In [1]:
import os
import pandas as pd
import numpy as np
import validation_data_input
import plotly.express as px
import toml
import psrc_theme

# to show plotly figures in quarto HTML file
import plotly.io as pio
pio.renderers.default = "plotly_mimetype+notebook_connected"
pio.templates.default = "simple_white+psrc_color" # set plotly template

config = toml.load(os.path.join(os.getcwd(), '..\\..\\..\\..\\configuration', 'validation_configuration.toml'))

In [2]:
tour = validation_data_input.get_data('tour')
person = validation_data_input.get_data('person')

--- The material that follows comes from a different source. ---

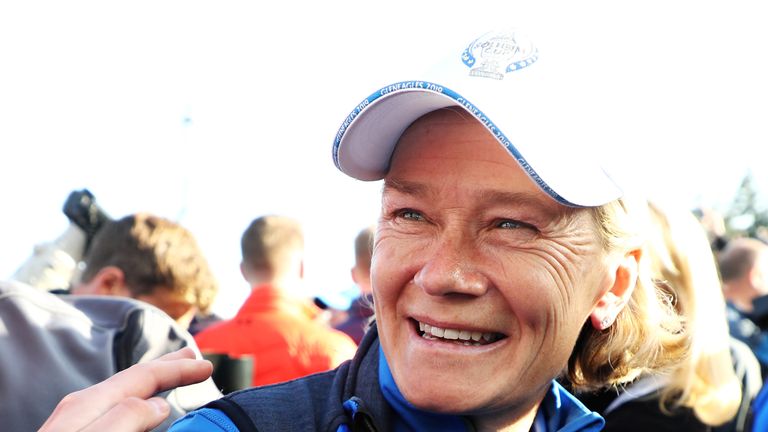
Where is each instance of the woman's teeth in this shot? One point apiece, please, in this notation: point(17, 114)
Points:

## number of tours per person

In [3]:
df_person = person.copy()
df_tour = tour.copy()

ptype_cat = {1: "1: full time worker",
             2: "2: part time worker",
             3: "3: non-worker age 65+",
             4: "4: other non-working adult",
             5: "5: university student",
             6: "6: grade school student/child age 16+",
             7: "7: child age 5-15",
             8: "8: child age 0-4"}
pdpurp_cat = {1: "Work",
              2: "School",
              3: "Escort",
              4: "Personal Business",
              5: "Shop",
              6: "Meal",
              7: "Social"}
df_person['pptyp_label'] = df_person['pptyp'].map(ptype_cat)
df_person['pptyp_label'] = df_person['pptyp_label'].astype(pd.CategoricalDtype(ptype_cat.values()))

df_tour['pdpurp_label'] = df_tour['pdpurp'].map(pdpurp_cat)
df_tour['pdpurp_label'] = df_tour['pdpurp_label'].astype(pd.CategoricalDtype(pdpurp_cat.values()))

df_tour = df_tour.merge(df_person, how='left', on=['pno','hhno','source'])

In [5]:
df_plot = df_tour.groupby(['source'])['toexpfac'].sum().reset_index().\
    merge(df_person.groupby(['source'])['psexpfac'].sum().reset_index(), how='left', on=['source'])
df_plot['average tour'] = df_plot['toexpfac']/df_plot['psexpfac']
df_plot['person'] = ''

fig = px.bar(df_plot, x="person", y="average tour", color="source",
             barmode="group",title="number of tours per person")
fig.update_layout(height=400, width=400, font=dict(size=11),
                  xaxis = dict(dtick = 1, categoryorder='category ascending'),
                  yaxis=dict(tickformat=".3"))
fig.show()

## percent of tours by purpose

In [6]:
df_plot = df_tour.groupby(['source','pdpurp_label'])['toexpfac'].sum().reset_index()
df_plot['percentage'] = df_plot.groupby(['source'], group_keys=False)['toexpfac']. \
    apply(lambda x: x / float(x.sum()))
# df_plot
df_plot_ct = df_tour.groupby(['source','pdpurp_label'])['toexpfac'].count().reset_index(). \
    rename(columns={'toexpfac':'sample count'})
df_plot = df_plot.merge(df_plot_ct, on=['source','pdpurp_label'])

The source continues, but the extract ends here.